In a bid to help make parks in the City of Payette more “age-friendly,” Southwest District Health (SWDH) is offering to help the city land a grant of up to $4,500.

Raquel Nunez stated the offer during her June 17 presentation on “age-friendly” parks to the City Council.

Nunez shared results from a two-part assessment she and the health district recently completed for Kiwanis Park and Central Park.

“The purpose of this was to assess the parks of Payette and then determine what we can improve or change to make them more age-friendly,” Nunez said.

“As you know, parks are a big asset to a community in promoting an active lifestyle — an area where people can go to spend time with their families, or playgrounds where kids can be active,” Nunez told councilors. The assessment focused on Kiwanis and Central because those two are within walking distance for the largest number of residents.

For each park’s assessment, Nunez herself identified what she considered to be the park’s strengths and weaknesses. Each assessment also included a community feedback component.

“We did some surveys, sent it out to a bunch of organizations here,” Nunez said. Respondents’ average age “was a little bit over fifty,” Nunez said, but ages ranged from “sixteen to eighty-one-plus years old, so we had a good amount of perspective there.”

She added, “The majority of the people that took the survey lived either less than a mile, up to five miles from one of these parks and were able to drive or walk to this location. … The majority of them visited the park at least weekly or monthly, so we know that they are being used, and pretty regularly.”

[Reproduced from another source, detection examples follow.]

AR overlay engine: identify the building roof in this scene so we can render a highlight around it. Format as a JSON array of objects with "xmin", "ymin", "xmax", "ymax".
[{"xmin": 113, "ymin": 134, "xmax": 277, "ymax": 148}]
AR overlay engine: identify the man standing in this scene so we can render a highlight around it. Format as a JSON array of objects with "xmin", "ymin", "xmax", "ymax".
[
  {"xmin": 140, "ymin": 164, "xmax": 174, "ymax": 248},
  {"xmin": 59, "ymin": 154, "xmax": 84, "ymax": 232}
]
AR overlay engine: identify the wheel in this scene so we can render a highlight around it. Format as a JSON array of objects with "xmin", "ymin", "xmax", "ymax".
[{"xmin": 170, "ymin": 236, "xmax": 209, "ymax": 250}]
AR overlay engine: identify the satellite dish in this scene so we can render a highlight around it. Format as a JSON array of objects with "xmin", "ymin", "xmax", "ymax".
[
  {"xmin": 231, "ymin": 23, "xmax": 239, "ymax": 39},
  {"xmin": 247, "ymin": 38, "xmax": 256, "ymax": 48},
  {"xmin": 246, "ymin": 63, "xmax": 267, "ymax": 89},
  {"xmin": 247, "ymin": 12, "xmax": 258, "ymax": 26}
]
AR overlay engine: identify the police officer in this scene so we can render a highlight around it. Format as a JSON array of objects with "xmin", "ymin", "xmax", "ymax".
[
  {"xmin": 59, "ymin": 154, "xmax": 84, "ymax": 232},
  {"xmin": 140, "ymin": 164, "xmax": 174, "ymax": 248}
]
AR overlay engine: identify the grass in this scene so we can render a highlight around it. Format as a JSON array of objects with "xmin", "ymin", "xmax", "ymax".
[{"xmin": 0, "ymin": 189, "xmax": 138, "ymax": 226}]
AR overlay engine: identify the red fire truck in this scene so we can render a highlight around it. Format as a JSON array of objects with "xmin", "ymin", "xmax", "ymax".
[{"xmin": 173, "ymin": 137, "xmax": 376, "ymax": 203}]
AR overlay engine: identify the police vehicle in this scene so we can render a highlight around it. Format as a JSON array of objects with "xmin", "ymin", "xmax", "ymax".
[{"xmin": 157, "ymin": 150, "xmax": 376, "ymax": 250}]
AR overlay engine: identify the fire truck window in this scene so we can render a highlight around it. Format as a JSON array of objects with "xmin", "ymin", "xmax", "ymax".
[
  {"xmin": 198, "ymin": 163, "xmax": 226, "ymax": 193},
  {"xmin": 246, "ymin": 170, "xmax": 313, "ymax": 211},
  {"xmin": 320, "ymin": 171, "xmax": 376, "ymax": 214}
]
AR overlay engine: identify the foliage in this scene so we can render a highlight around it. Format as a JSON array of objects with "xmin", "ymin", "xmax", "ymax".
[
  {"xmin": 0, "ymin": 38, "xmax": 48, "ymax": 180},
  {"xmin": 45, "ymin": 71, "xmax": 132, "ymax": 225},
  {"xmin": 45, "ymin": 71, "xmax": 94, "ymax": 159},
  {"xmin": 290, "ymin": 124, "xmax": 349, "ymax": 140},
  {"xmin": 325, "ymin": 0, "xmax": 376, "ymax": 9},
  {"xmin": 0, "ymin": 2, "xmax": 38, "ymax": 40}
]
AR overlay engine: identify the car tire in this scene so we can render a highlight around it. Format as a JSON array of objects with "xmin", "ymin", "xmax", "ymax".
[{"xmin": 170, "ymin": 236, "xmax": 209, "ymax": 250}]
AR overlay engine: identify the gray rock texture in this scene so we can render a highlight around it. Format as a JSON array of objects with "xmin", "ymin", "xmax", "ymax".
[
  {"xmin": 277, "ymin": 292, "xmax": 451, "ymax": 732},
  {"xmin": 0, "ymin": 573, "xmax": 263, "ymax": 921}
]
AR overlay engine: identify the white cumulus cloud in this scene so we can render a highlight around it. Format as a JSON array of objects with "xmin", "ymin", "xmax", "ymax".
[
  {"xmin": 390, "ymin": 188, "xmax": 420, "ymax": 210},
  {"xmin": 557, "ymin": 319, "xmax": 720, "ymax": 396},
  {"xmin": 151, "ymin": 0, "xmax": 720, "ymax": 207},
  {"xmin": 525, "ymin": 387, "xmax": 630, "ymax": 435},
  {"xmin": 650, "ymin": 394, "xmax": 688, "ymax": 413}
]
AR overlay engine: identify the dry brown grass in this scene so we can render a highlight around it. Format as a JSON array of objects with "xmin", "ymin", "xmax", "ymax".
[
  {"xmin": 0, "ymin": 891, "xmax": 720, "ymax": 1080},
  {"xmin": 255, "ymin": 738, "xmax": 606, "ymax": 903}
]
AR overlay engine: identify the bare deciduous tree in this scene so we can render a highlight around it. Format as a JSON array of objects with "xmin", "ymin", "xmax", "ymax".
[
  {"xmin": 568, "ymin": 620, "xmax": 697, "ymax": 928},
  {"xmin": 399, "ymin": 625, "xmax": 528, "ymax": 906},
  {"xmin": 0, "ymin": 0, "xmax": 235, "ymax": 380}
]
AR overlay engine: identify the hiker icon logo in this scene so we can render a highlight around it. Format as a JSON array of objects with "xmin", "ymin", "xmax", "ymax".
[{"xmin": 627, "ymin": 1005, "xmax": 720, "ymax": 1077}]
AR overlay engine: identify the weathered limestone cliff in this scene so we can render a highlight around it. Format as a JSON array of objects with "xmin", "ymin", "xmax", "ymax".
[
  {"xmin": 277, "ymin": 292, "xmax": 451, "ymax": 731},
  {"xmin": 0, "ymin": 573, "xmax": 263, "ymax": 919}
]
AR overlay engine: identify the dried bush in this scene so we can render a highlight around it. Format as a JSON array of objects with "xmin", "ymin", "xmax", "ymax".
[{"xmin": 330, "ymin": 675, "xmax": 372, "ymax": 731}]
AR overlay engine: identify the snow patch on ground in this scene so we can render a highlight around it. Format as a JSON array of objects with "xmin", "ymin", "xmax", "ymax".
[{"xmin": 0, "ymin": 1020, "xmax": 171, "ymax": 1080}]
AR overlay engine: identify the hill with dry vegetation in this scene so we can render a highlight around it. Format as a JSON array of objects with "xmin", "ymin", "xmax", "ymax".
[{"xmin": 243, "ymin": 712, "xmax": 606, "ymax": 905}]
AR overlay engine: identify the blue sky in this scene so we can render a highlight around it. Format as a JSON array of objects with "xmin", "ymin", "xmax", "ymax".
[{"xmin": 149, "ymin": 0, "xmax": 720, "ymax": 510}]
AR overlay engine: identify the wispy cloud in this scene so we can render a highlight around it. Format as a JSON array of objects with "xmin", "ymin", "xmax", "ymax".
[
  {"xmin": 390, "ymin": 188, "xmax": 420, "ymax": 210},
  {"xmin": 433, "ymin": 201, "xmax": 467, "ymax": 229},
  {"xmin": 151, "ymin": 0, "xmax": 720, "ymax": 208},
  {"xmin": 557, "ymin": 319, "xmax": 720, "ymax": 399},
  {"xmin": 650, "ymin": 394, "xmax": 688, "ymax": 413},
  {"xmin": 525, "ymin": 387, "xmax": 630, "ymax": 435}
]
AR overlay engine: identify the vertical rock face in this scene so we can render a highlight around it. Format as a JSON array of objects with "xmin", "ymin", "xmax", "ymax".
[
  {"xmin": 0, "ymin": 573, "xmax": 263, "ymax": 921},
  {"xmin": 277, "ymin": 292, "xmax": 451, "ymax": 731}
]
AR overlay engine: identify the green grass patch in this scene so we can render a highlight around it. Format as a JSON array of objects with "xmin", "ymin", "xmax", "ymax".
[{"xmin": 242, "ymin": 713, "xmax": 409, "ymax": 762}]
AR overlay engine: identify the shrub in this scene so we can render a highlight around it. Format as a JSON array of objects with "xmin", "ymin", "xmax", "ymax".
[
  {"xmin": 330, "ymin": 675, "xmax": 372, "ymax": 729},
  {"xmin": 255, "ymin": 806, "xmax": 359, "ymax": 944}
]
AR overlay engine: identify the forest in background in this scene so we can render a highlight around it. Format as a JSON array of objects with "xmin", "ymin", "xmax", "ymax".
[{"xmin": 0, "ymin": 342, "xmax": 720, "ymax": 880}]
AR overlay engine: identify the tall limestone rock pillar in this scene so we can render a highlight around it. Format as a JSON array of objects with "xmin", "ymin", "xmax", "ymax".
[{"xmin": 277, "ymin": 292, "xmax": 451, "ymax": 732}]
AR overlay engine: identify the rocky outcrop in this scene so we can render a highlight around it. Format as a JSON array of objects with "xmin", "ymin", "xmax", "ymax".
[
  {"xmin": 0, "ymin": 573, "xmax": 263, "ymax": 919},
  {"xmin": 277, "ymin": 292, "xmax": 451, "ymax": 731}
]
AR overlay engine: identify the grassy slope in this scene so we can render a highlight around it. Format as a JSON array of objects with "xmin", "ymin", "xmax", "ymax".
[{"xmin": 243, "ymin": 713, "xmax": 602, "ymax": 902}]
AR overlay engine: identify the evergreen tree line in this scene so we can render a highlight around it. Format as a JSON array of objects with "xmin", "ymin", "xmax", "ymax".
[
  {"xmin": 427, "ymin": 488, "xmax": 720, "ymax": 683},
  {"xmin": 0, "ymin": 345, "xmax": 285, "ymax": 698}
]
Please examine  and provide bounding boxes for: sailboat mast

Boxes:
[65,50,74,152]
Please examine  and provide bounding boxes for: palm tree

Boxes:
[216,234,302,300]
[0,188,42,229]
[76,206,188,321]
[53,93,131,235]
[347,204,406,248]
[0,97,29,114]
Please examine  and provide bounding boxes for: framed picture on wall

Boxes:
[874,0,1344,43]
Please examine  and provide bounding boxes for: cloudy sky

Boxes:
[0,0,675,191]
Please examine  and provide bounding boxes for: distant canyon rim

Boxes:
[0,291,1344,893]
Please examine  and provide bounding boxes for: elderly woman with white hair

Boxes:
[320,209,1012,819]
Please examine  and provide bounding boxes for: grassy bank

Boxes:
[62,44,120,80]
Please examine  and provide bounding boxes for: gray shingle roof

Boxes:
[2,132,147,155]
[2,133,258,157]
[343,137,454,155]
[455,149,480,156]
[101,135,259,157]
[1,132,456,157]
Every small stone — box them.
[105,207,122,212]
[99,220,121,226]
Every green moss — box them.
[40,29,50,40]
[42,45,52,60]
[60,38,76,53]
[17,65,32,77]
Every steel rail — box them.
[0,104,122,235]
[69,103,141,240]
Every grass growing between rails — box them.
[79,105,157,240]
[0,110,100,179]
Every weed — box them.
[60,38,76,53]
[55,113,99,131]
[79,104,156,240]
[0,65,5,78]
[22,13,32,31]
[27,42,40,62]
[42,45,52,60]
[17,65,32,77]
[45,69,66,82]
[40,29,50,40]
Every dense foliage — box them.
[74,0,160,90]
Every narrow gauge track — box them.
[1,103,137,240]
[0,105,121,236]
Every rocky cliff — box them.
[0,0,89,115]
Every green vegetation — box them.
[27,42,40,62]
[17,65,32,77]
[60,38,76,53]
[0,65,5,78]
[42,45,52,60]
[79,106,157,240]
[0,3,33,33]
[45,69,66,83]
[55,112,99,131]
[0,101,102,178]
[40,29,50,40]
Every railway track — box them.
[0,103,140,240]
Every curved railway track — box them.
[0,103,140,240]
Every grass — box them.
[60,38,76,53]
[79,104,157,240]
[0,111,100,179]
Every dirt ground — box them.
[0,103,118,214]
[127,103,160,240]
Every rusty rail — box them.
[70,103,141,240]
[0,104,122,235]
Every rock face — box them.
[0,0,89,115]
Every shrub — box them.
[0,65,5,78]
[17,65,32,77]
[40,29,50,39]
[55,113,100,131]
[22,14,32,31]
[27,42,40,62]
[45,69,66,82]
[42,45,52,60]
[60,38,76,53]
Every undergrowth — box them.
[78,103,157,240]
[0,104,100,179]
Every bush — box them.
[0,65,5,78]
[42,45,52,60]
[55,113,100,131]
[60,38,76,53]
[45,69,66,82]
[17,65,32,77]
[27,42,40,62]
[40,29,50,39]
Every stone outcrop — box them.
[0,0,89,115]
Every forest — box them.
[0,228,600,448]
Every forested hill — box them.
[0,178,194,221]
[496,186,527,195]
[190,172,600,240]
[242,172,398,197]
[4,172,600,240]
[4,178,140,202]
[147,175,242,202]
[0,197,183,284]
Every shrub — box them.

In her personal assessment of Kiwanis Park, Nunez found it offered numerous benefits, including playgrounds, a scenic slough, large grassy areas, “tons of shade,” a skate park (which provides for a “different age set”), a “really neat” band shell, close proximity to the public pool, covered picnic areas, painted crosswalks in the adjoining street to “easily allow for pedestrians to cross over” to the park, and a bike or walking path that cuts through the park.

She listed several improvements that could be worth pursuing at Kiwanis Park. One would be to connect a walking path to the bridges over the slough.

“There is no paved walking path to or from [the bridges], which could really limit” the ability of seniors and others to safely access the bridges, she explained. Worse, the ground leading to the bridges is “uneven,” she said, “so it could be a tripping hazard for an older senior or even a child” or for someone who is “visually impaired.”

Although the park’s playground equipment is listed as a benefit, Nunez argues also that it should be updated. The metal slides, she said, get too hot in the sun.

Nunez further suggests adding bike racks and a water fountain at Kiwanis Park.

The park also lacks permanent restrooms, a shortcoming noted both by Nunez and by residents in their feedback.

In addition to the mention of permanent restrooms, residents’ assessment of the park’s pluses and minuses in certain other respects agreed with Nunez’s, but not in all areas.

Members of the public indicated their appreciation for the park’s clean condition and ample shade, and they like having benches, although they also find the benches to be a bit worn and perhaps ready for replacement. The public also would like a connected walking path accessing the park’s bridges, and finally, an off-leash area for dogs. (The City Council earlier this year approved a proposal to site a fenced dog park in the southwest section of Kiwanis Park, but the city has not proceeded with the installation and the council hasn’t discussed the matter again. Nunez’s presentation did not mention the council’s earlier deliberations on the dog park issue.)

Other improvements the public independently suggested for Kiwanis Park: a splash pad, and conversion of the old Kiwanis Building to use as a kind of community center, a place “evening classes” could be offered, Nunez related.

In Nunez’s own assessment for Central Park, the health district employee gave the location high marks for having a playground and a basketball court. She also praised the landscaping and called further attention to what she said was many people’s “favorite part of the park, the rose garden.” A major plus is the park’s proximity to the Payette Public Library.

Not unlike Kiwanis Park, though, Central Park would benefit by adding a walkway. Where it’s needed at Central Park, according to Nunez, is from the sidewalk to the basketball court, which would provide safer access for anyone who can’t readily traverse the unpaved ground. Also, part of the existing sidewalk pavement is broken and needs repair.

Also like Kiwanis Park, Central Park has some metal playground equipment that becomes quite hot.

Among improvements the public would like to see at Central Park: a splash pad, and restrooms with changing tables.

Nunez says 79 percent of respondents say they would support making Central Park entirely smoke-free. Toward this end, she said, the health district can provide “no smoking or vaping” signs and also offers technical assistance with updating the city’s tobacco policy. With the right ordinance in place, she said, law enforcement officers would have “probable cause” to “see what’s in that vape,” for example, if they catch someone smoking at the park.

Finally, Nunez let councilors know that Southwest District Health was prepared to help the city apply for a grant of up to $4,500 from the Department of Health and Welfare to make approved changes at the parks. She said the money couldn’t be used for any permanent construction, but it could nonetheless be used for many useful items. Examples, she said, include “non-permanent shade structure, picnic tables, benches, playground equipment, (painting of) crosswalks,” and “equipment for summer camps.”

At the conclusion of Nunez’s presentation, some members of Payette government voiced appreciation for the district’s work and indicated they were interested in the grant offer. Nunez told them the city had until the end of August to work on the grant application.